Individuals may have features or traits of different clusters:

  • Cluster A includes individuals who might be described as odd/eccentric: paranoid, schizoid, and schizotypal personality disorders.
  • Cluster B includes individuals who seem very emotional or dramatic: antisocial, borderline, histrionic, and narcissistic personality disorders.
  • Cluster C includes individuals who are anxious or fearful: avoidant, dependent, and obsessive-compulsive personality disorders.

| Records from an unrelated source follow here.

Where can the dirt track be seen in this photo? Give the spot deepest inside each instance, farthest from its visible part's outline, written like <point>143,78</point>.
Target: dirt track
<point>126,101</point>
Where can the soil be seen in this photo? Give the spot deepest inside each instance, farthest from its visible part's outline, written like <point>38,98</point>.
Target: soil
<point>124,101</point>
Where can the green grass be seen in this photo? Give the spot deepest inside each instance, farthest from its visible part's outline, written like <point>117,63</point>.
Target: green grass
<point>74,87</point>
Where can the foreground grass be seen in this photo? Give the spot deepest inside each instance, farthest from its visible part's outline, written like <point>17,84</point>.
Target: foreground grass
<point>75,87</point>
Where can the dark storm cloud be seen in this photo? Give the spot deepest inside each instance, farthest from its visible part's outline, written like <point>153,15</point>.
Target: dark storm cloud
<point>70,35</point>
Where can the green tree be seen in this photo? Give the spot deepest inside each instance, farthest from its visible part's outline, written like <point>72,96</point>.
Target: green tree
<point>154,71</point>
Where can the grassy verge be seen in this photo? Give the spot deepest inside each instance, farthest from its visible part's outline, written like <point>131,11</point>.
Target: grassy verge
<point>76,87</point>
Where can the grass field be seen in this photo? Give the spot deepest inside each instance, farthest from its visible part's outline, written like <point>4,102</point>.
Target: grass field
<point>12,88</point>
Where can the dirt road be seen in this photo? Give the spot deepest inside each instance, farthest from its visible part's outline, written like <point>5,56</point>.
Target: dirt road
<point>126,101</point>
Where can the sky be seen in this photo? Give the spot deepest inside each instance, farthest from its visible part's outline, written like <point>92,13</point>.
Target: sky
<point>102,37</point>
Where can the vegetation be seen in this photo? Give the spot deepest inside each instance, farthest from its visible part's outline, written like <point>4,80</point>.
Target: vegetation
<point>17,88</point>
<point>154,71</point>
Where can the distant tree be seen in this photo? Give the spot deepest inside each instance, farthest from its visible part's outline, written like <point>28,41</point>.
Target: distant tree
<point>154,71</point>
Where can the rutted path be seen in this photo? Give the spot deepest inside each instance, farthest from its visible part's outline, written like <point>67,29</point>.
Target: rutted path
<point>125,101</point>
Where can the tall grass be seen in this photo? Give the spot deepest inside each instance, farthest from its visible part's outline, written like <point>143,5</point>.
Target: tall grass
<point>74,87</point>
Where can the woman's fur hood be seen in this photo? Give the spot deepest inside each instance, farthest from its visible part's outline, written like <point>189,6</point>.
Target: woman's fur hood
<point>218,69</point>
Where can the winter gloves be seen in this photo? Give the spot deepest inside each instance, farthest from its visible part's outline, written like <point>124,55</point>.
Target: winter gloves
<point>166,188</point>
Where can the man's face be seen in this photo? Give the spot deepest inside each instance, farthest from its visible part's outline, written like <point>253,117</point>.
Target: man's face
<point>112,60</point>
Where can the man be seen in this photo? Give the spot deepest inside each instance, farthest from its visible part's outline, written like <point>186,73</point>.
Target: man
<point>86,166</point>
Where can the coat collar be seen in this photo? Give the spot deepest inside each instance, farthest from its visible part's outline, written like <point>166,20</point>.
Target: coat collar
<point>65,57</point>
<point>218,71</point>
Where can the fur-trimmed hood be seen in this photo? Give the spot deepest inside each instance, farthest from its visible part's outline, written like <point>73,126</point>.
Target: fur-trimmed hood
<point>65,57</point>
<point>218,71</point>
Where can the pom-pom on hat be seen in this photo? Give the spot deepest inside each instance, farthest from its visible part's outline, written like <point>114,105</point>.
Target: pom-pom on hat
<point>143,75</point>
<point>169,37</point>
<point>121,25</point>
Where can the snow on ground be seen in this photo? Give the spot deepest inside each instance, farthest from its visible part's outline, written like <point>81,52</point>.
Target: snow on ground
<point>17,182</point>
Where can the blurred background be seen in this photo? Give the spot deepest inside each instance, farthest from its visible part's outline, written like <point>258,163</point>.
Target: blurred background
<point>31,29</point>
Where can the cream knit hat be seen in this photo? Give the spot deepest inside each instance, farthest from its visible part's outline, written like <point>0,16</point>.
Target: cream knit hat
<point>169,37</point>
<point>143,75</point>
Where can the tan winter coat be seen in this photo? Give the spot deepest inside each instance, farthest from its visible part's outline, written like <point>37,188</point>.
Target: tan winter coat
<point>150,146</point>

In patients seen in the medical setting, as many as 20% have personality disorders.5 The most common are borderline (28.5% of patients), avoidant (24.6%), dependent (15%), and obsessive-compulsive (10.5%) personality disorders.6 Individuals with personality disorders are at risk for self-induced harm as well as injuries resultant from impulsive behaviors. They also have shortened life spans.7

This Special Report on Personality Disorders will focus on 3 aspects of personality disorders: suicidality with a focus on cluster B personality disorders, borderline personality disorders in the hospital setting, and the comorbidity of narcissistic personality disorder and major depressive disorder.

Dr Muskin is a professor of psychiatry and senior consultant in consultation-liaison psychiatry at Columbia University Irving Medical Center in New York, New York. He is also a member of the Psychiatric Times Editorial Board.


1. Crocq MA. Milestones in the history of personality disorders. Dialogues Clin Neurosci. 2013;15(2):147-153.

2. Schneider K. Psychopathic Personalities. 9th ed. Cassell; 1958.

3. American Psychiatric Association. Diagnostic and Statistical Manual of Mental Disorders, Fifth Edition, Text Revision. American Psychiatric Association; 2022.

4. Huang Y, Kotov R, de Girolamo G, et al. DSM-IV personality disorders in the WHO World Mental Health Surveys. Br J Psychiatry. 2009;195(1):46-53.

5. Laugharne R, Flynn A. Personality disorders in consultation-liaison psychiatry. Curr Opin Psychiatry. 2013;26(1):84-89.

6. Torgersen S. Epidemiology. In: Widiger TA, ed. The Oxford Handbook of Personality Disorders. Oxford University Press; 2012:186-205.

7. Fok ML, Hayes RD, Chang CK, et al. Life expectancy at birth and all-cause mortality among people with personality disorder. J Psychosom Res. 2012;73(2):104-107.